By dictionary definition, the term normalization means to make normal in terms of causing something to conform to a standard, or to introduce consistency with respect to style and content. In terms of relational database modeling, that consistency becomes a process of removing duplication in data, among other factors. Removal of duplication tends to minimize redundancy. Minimization of redundancy implies getting rid of unneeded data present in particular places, or tables.

Normalization manages to divide information into smaller, more manageable parts, preferably not too small. The most obvious redundancies can usually be removed without getting too deeply mathematical about everything. Commercially speaking, primary objectives are usually to save space and organize data for usability and manageability, without sacrificing performance. Additionally the demands of intensely busy applications and end-user needs can tend to necessitate breaking the rules of normalization in many ways to meet performance requirements. Rules are usually broken simply by not applying every possible layer of normalization. Normal Forms beyond 3rd Normal Form are often ignored and sometimes even 3rd Normal Form itself is discounted.
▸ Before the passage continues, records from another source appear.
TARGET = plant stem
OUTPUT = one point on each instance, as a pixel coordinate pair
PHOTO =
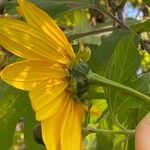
(80, 35)
(96, 79)
(98, 131)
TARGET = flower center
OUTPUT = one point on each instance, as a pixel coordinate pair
(78, 83)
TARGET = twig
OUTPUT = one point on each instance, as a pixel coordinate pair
(99, 131)
(80, 35)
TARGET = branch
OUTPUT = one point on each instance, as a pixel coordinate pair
(99, 131)
(80, 35)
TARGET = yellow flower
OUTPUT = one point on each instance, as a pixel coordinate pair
(47, 55)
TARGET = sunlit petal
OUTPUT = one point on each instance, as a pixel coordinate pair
(27, 42)
(51, 127)
(38, 18)
(27, 74)
(51, 108)
(44, 93)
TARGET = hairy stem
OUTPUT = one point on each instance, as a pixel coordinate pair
(98, 131)
(80, 35)
(96, 79)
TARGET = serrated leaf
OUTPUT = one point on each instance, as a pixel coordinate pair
(101, 54)
(122, 69)
(53, 7)
(9, 113)
(142, 27)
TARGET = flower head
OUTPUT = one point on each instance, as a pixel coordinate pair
(47, 55)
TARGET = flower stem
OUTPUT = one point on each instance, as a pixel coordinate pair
(95, 79)
(83, 34)
(98, 131)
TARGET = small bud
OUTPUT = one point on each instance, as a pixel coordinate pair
(37, 134)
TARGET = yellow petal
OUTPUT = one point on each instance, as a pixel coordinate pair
(38, 18)
(27, 74)
(51, 108)
(51, 127)
(27, 42)
(71, 138)
(44, 93)
(63, 130)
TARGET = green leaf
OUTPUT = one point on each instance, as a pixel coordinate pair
(9, 113)
(142, 27)
(147, 2)
(101, 54)
(53, 7)
(122, 69)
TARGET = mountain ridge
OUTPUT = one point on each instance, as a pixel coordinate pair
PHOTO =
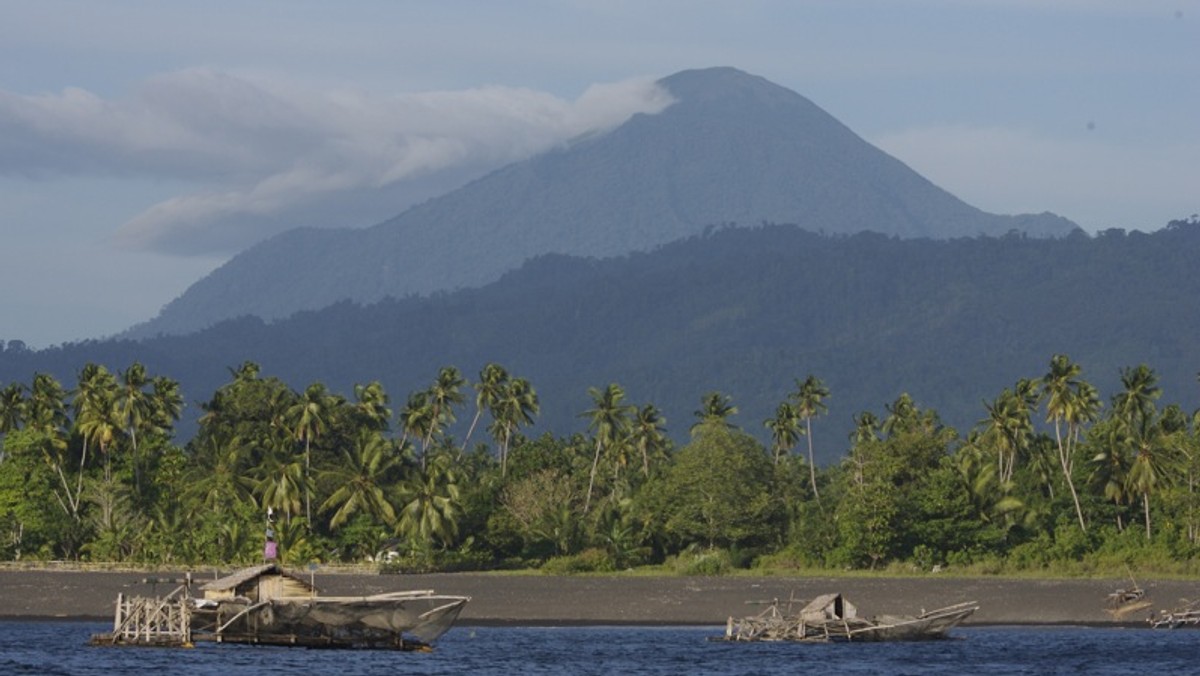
(735, 148)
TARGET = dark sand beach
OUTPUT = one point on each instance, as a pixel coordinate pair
(546, 599)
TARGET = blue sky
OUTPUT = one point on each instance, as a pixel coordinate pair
(143, 143)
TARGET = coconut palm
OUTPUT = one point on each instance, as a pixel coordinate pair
(785, 429)
(430, 504)
(1066, 405)
(810, 402)
(609, 422)
(492, 383)
(12, 407)
(516, 407)
(360, 480)
(220, 479)
(714, 408)
(443, 395)
(648, 436)
(1155, 462)
(133, 410)
(1007, 430)
(371, 406)
(307, 419)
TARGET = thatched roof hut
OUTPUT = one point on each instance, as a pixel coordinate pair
(261, 582)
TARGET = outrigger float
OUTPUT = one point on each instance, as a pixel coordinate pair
(1187, 615)
(831, 617)
(268, 605)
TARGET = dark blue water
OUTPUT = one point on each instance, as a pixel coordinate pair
(59, 647)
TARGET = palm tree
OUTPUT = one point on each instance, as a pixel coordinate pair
(12, 411)
(785, 429)
(415, 417)
(360, 478)
(281, 484)
(1111, 464)
(809, 402)
(1007, 430)
(516, 407)
(443, 395)
(609, 420)
(491, 387)
(1151, 442)
(220, 478)
(1066, 405)
(1155, 460)
(307, 419)
(94, 402)
(714, 408)
(867, 429)
(430, 503)
(133, 408)
(371, 406)
(647, 435)
(167, 404)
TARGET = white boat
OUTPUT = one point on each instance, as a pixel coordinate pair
(831, 617)
(268, 604)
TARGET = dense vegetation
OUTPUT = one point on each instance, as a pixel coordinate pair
(742, 311)
(1051, 476)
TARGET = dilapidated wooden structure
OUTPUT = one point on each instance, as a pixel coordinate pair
(267, 604)
(831, 617)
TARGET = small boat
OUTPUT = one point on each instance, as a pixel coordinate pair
(1127, 600)
(267, 604)
(831, 617)
(1187, 615)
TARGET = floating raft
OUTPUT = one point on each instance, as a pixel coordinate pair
(831, 617)
(267, 605)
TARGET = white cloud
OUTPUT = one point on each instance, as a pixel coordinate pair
(275, 157)
(1017, 171)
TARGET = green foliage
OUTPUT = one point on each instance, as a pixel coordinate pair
(718, 491)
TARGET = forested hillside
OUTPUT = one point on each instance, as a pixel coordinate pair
(742, 311)
(731, 148)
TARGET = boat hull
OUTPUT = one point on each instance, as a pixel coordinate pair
(384, 620)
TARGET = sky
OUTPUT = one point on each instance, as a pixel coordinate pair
(144, 143)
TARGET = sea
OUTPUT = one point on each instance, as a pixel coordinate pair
(51, 647)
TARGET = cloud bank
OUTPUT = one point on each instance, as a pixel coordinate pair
(265, 157)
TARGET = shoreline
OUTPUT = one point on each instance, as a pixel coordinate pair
(550, 600)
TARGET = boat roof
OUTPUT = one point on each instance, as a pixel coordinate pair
(246, 574)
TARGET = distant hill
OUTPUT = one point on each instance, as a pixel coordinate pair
(733, 149)
(745, 311)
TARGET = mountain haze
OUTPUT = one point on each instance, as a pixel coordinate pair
(733, 148)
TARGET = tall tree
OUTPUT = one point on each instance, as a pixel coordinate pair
(309, 418)
(430, 504)
(133, 410)
(1066, 405)
(492, 383)
(648, 436)
(809, 399)
(516, 407)
(714, 407)
(785, 430)
(361, 478)
(607, 420)
(371, 406)
(443, 395)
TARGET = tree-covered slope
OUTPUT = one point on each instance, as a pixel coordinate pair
(733, 148)
(745, 312)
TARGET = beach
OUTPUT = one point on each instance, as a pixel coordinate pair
(628, 599)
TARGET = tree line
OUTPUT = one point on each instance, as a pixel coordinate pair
(1051, 476)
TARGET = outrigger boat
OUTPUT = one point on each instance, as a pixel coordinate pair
(831, 617)
(267, 604)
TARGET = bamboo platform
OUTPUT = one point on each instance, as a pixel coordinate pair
(173, 621)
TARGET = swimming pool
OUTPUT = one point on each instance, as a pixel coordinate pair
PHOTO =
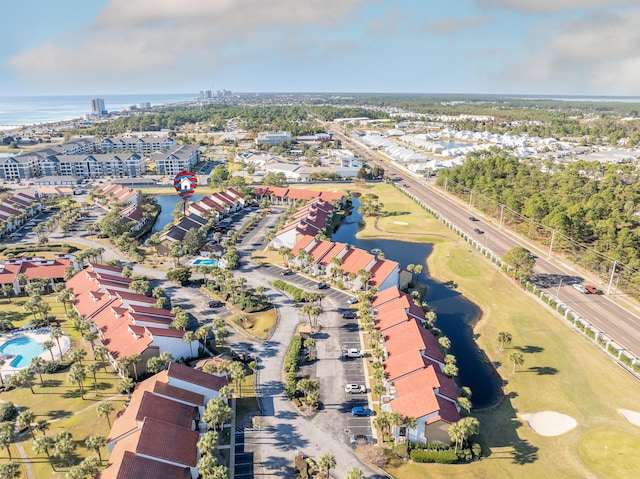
(205, 262)
(25, 349)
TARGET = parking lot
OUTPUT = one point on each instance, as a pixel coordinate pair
(332, 369)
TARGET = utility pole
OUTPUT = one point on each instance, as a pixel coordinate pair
(613, 271)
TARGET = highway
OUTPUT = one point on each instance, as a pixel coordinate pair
(616, 322)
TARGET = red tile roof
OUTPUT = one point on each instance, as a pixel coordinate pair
(403, 364)
(167, 410)
(168, 442)
(411, 335)
(193, 376)
(302, 244)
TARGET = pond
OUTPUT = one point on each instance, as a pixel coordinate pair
(456, 315)
(167, 203)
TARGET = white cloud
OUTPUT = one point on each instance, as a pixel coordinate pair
(450, 26)
(598, 54)
(151, 42)
(552, 6)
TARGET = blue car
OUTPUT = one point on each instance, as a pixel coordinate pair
(361, 411)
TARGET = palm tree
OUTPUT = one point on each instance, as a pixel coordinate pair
(188, 338)
(102, 353)
(95, 443)
(126, 386)
(24, 419)
(504, 338)
(461, 430)
(44, 444)
(42, 425)
(10, 470)
(354, 473)
(105, 409)
(93, 369)
(238, 373)
(56, 333)
(64, 445)
(208, 442)
(517, 359)
(49, 345)
(7, 436)
(327, 462)
(77, 374)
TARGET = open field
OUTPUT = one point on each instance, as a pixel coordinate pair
(58, 401)
(561, 372)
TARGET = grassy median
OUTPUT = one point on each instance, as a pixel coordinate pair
(562, 371)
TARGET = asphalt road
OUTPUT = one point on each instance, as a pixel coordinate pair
(617, 320)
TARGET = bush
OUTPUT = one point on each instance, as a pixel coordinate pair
(402, 450)
(441, 457)
(292, 358)
(8, 411)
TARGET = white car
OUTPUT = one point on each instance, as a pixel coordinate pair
(580, 287)
(352, 353)
(354, 388)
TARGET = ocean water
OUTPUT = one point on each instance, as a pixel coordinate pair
(30, 110)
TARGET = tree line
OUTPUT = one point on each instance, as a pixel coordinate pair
(590, 206)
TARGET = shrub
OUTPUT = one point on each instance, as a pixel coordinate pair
(7, 411)
(441, 457)
(402, 450)
(292, 358)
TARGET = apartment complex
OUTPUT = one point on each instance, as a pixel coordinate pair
(90, 158)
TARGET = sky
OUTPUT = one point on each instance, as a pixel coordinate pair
(527, 47)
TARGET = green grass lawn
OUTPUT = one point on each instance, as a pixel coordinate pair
(58, 401)
(562, 371)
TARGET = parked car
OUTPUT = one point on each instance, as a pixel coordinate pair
(580, 287)
(592, 289)
(360, 439)
(361, 411)
(352, 353)
(354, 388)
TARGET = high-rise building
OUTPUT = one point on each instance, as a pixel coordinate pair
(97, 107)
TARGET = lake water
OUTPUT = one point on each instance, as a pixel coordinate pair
(167, 203)
(456, 314)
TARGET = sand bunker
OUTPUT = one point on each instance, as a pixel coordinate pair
(632, 416)
(549, 423)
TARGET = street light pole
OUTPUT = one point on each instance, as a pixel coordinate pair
(558, 292)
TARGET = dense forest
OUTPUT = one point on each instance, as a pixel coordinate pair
(591, 207)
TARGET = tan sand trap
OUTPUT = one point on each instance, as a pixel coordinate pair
(549, 423)
(632, 416)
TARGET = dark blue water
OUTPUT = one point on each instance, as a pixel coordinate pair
(28, 110)
(167, 203)
(456, 314)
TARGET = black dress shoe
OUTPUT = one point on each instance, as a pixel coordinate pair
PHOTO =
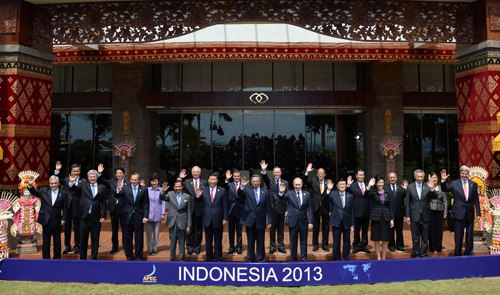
(67, 249)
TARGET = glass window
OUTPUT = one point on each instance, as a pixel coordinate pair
(85, 79)
(197, 76)
(431, 78)
(171, 77)
(257, 76)
(287, 76)
(410, 72)
(227, 76)
(318, 76)
(63, 79)
(345, 76)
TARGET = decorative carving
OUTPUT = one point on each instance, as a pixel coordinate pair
(8, 23)
(494, 15)
(147, 21)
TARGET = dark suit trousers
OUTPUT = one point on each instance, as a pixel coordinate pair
(436, 231)
(196, 234)
(362, 224)
(50, 231)
(89, 225)
(116, 223)
(346, 245)
(234, 226)
(397, 230)
(213, 235)
(72, 218)
(325, 218)
(294, 235)
(419, 236)
(458, 227)
(255, 236)
(134, 230)
(177, 234)
(278, 224)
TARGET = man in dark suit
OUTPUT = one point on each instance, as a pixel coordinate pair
(191, 187)
(112, 203)
(299, 216)
(466, 197)
(215, 208)
(317, 185)
(91, 198)
(234, 213)
(179, 221)
(418, 198)
(359, 189)
(342, 217)
(51, 215)
(135, 212)
(257, 205)
(398, 195)
(72, 210)
(279, 207)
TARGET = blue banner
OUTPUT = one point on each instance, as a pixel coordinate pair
(249, 274)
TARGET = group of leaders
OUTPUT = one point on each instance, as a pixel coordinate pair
(195, 205)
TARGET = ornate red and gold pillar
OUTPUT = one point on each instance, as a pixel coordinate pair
(478, 93)
(25, 97)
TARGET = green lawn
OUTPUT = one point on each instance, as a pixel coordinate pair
(464, 286)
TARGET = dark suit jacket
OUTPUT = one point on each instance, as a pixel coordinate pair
(463, 208)
(198, 202)
(314, 185)
(235, 203)
(253, 213)
(415, 206)
(217, 211)
(50, 215)
(139, 209)
(179, 216)
(361, 201)
(279, 204)
(339, 213)
(381, 209)
(397, 200)
(83, 192)
(112, 202)
(298, 214)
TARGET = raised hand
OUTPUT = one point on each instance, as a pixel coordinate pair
(58, 165)
(282, 187)
(100, 168)
(329, 184)
(309, 168)
(444, 175)
(263, 165)
(405, 184)
(164, 186)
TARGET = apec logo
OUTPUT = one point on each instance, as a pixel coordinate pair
(150, 278)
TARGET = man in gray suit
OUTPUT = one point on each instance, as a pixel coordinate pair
(179, 222)
(418, 199)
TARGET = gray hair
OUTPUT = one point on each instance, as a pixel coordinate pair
(54, 177)
(418, 171)
(464, 168)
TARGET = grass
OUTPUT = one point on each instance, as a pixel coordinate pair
(462, 286)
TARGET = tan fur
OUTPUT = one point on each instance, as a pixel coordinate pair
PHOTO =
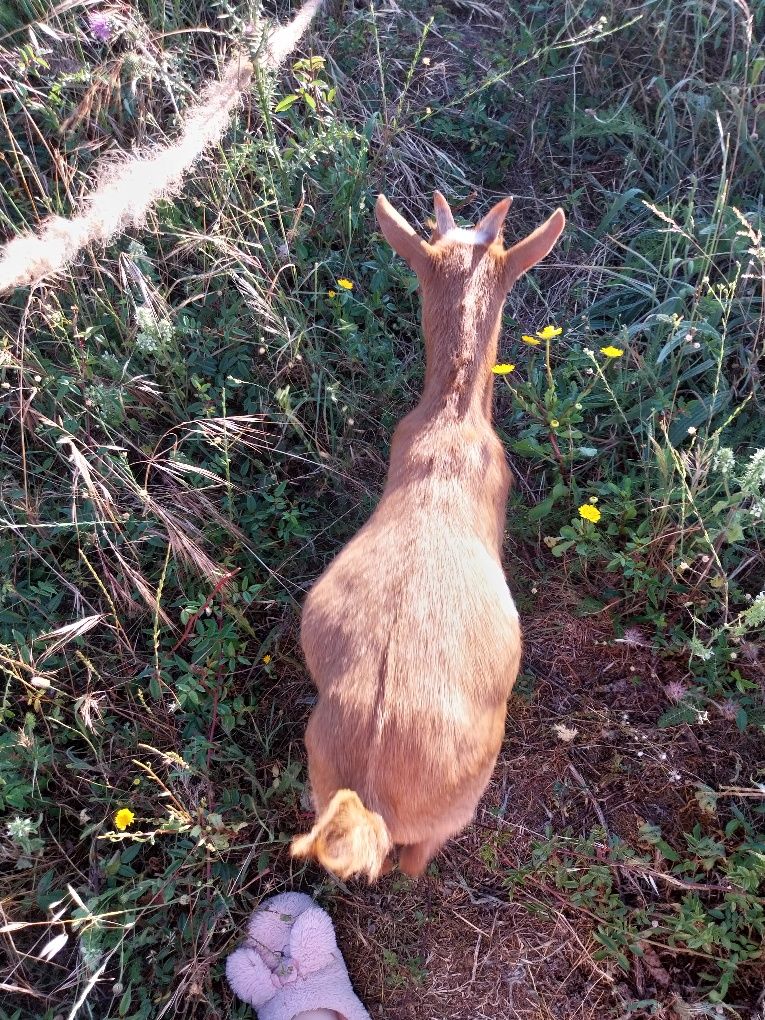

Normalization can be described as being one of introduction of granularity, removal of duplication, or minimizing of redundancy, or simply the introduction of tables, all of which place data into a better organized state. Each Normal Form is a refinement of the previous Normal Form. It means each Normal Form layer adds to whatever Normal Forms have already been applied. For example, 2nd Normal Form can only be applied to tables in 1st Normal Form, and 3rd Normal Form only applied to tables in 2nd Normal Form, and so on.

In general, normalization removes duplication and minimizes redundant chunks of data. The result is better organization and more effective use of physical space, among other factors. Normalization is not always the best solution. For example, in data warehouses, there is a completely different approach. In short, normalization is not the be-all and end-all of relational database model design.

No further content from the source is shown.